You want to write Causaloids directly when one of these is true:
- The causal structure is known. You are encoding domain expertise, not discovering it.
- The rules need to do something a discovery algorithm cannot produce (custom conditionals, side-effecting actions, calls into other libraries).
- Performance constraints rule out the discovery phase. You want the runtime form without the upfront search.
Most production systems use both. The CDL produces an initial Causaloid graph from historical data; the operator hand-edits the graph and adds rules the data does not justify on its own. The result is a hybrid.
The relationship to other concepts
The CDL is a producer of Causaloid graphs. It is not a separate inference engine; the model it produces uses the same Causaloid and Context types as a hand-written model. Once the pipeline finalizes, the discovered model is indistinguishable from a hand-built one.
The CDL builds a Context for you. The Context holds the observed feature space, the relationships discovered between features, and any side metadata (sample sizes, confidence intervals) the analyzer surfaced. You can replace the Context after the fact; the discovered Causaloid graph does not care where the Context came from.

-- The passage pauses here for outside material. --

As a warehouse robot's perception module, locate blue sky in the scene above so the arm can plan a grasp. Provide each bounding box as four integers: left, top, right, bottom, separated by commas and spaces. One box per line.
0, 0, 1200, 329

The CDL respects the AI Styleguide and the rebrand: outputs are framed as Causaloids and Contexts. The pipeline does not export private types.
What it is not
The CDL is not a graphical interface. It is a Rust DSL. If you want a notebook front end, embed the pipeline in your notebook of choice and run it from there.
The CDL is not a full statistical workbench. It does discovery and analysis. It does not replace your data-cleaning library or your modelling stack.
The CDL is not coupled to a particular algorithm. The discoverer is a trait; ship a custom impl if the bundled ones do not fit.
Where to look next
The end-to-end walkthrough is in the CDL pipeline guide. The crate reference is at deep_causality_discovery. The bioinformatics example uses the underlying MRMR primitive directly, without the full pipeline, and is the simplest end-to-end exposure to the algorithms layer.